05 Aralık 2012 - 07:12 | Ufuk Bayraktar ve Çağlar Ertuğrul, Alper Çağlar'ın yönettiği "Dağ" (2012) filminde.
Alper Çağlar, “Dağ” ile şiddetli bir eleştiri bombardımanının orta yerinde kaldı. Ancak filmi eleştirirken, kendisi ile derdini ayrı ayrı ele almak gerekmez mi?Kathryn Bigelow, “The Hurt Locker / Ölümcül Tuzak” ile yılın en büyük ödüllerini topladığında, savaşmayı yüce bir amaç haline getiren, buram buram milliyetçilik kokan bir filmin aynı zamanda iyi çekilmiş bir film de olabileceği konusunda kimsenin bir şüphesi yoktu. Sinemada gittikçe artan dozlarla bünyemize servis edilen Amerikan milliyetçiliğine bağışıklık kazandığımızdan olsa gerek, bu tür bir filmi eleştirirken topluma verdiği mesajı çok da büyük bir mesele haline getirmeden, soğukkanlılıkla kalem oynatabiliyoruz. Filmin kendisi ile mesajını birbirinden ayırmak, deveye hendek atlatmak kadar zor olmuyor. Tabii işin içinde Amerikan milliyetçiliğine karşı oluşan mutlak fikir birliğinin rahatlığı da var. Ancak söz konusu olan bir Türk filmiyse, kabul etmek gerekir ki dışarıdan bakma yetimizi büyük oranda kaybediyoruz. Alper Çağlar’ın filmi “Dağ”, bu anlamda önemli bir sınav oldu ve bu sınavdan geçer not alamadık.

"The Hurt Locker"ı (2008), filmin Amerikan
milliyetçiliği propagandasını dikkate almadan
değerlendirebiliyoruz.
“Dağ” “orduya, askere, vatanın toprağına ve şehitlere” saygısını sunar, selamını yollarken, konuyla ilgili vardığı sonuçlar, karakterlerini dönüştürme şekli, her fırsatta aşılamaya çalıştığı yoğun milliyetçilik duygusu, savaşmak ile kahramanlığı kesiştirme hali, erkeklikle asker olmayı bağdaştırma çabası, “düşman” kavramını olabilecek en şiddetli şekilde ötekileştirmesi ve çizdiği sorunlu “geride kalan kadın” portresi ile rahatsız edici bir boyuta ulaşıyor, orası kesin. Sadece o da değil. Çağlar’ın filminin merkezine oturan büyük şehir çocuğu - kenar mahalle delikanlısı karşılaştırması da yüzeysel bir sınıf “analizi” denemesi olarak geçiyor kayıtlara. İşin içinde bedelli askerlik uygulamasının erkeklik ve vatanseverlik kavramları üzerinden karalanması da var, kısa dönem ve uzun dönem askerliğin, dolayısıyla okullu olup da olmayanın iki ayrı yakaya yerleştirildiği bir uçurum da. Her şey bir yana, filmin testesteron bombası olma konusundaki azmi bile tek başına yeterince dikkat çekiyor.

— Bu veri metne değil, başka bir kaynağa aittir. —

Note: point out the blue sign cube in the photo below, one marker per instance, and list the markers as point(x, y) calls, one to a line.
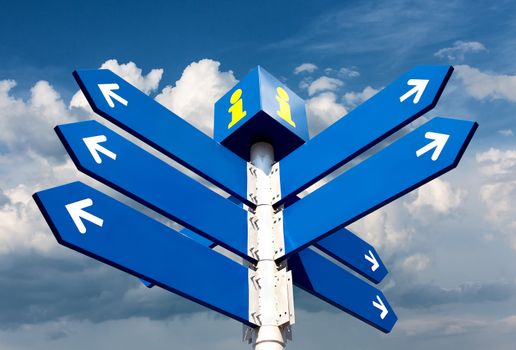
point(260, 109)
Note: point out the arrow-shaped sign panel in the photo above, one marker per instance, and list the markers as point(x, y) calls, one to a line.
point(347, 248)
point(324, 279)
point(398, 104)
point(124, 105)
point(385, 176)
point(152, 182)
point(132, 242)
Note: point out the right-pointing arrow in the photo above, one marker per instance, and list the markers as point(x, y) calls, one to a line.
point(419, 86)
point(109, 95)
point(381, 306)
point(372, 259)
point(438, 142)
point(77, 213)
point(93, 146)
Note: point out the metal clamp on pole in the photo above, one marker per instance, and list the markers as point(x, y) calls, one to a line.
point(270, 287)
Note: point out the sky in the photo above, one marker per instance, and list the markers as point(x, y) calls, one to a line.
point(450, 246)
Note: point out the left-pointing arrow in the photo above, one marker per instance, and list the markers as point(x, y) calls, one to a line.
point(77, 214)
point(109, 94)
point(155, 184)
point(160, 128)
point(92, 143)
point(134, 243)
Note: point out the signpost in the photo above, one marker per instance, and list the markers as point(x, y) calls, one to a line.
point(263, 158)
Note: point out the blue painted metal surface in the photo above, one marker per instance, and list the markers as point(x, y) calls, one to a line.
point(360, 129)
point(124, 105)
point(134, 243)
point(387, 175)
point(325, 280)
point(349, 249)
point(152, 182)
point(192, 235)
point(260, 108)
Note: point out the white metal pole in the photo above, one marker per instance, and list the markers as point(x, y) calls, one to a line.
point(268, 336)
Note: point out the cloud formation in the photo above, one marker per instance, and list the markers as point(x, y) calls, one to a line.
point(460, 49)
point(194, 95)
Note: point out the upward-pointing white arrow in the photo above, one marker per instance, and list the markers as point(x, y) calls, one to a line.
point(419, 86)
point(77, 213)
point(93, 146)
point(109, 95)
point(372, 259)
point(381, 306)
point(439, 140)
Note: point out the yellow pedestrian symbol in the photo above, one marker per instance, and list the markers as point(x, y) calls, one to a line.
point(284, 108)
point(237, 108)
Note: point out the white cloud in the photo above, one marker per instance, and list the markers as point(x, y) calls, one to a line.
point(460, 49)
point(128, 71)
point(415, 263)
point(28, 125)
point(437, 195)
point(324, 84)
point(322, 110)
point(485, 86)
point(495, 162)
point(195, 93)
point(305, 68)
point(506, 132)
point(349, 72)
point(354, 98)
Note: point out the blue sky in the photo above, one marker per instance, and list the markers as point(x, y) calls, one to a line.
point(450, 246)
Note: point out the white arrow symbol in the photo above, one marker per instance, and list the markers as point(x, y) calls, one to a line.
point(93, 146)
point(109, 95)
point(381, 306)
point(77, 213)
point(439, 140)
point(419, 86)
point(372, 259)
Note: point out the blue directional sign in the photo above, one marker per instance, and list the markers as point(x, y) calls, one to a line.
point(395, 106)
point(262, 120)
point(355, 253)
point(327, 281)
point(96, 225)
point(113, 160)
point(124, 105)
point(425, 153)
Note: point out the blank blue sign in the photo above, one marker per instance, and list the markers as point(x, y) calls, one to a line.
point(427, 152)
point(395, 106)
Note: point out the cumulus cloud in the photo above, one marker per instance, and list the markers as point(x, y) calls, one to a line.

Ne var ki, “Dağ”ın izleyicide uyandırabileceği “coşkulu” duyguların sakıncalı sonuçlarını sorgularken, Çağlar’ın derdine değil filmine dair bazı gerçekleri de bertaraf etmemek gerekiyor. Çağlar, iki karşıt karakter arasındaki çatışmadan yararlanarak, geriye dönüşlerden de destek alarak, başından sonuna kadar heyecanı ayakta tutan iki kişilik bir film yapmış. Birçok açıdan zorlayıcı bir fikir bu. Dahası, mekanın kısıtlayıcı özelliğinden de derin yaralar almadan kurtulmayı başarmış. Teknik açıdan kalburüstü bir tür filmi çeken yönetmen, konuyu toplumsal vicdanın hizmetine doğru taraftan sunabilseydi, “Dağ” bugün farklı bir yerde olurdu. Bunu tahmin etmek güç değil. Nihayetinde bir tür propaganda sineması yapan Çağlar’ın dert edindiklerinin Bigelow’unkilerdan çok da büyük bir farkı yok. Bunun için cezalandırılması da en az bunun için ödüllendirilmesi kadar tuhaf kaçıyor.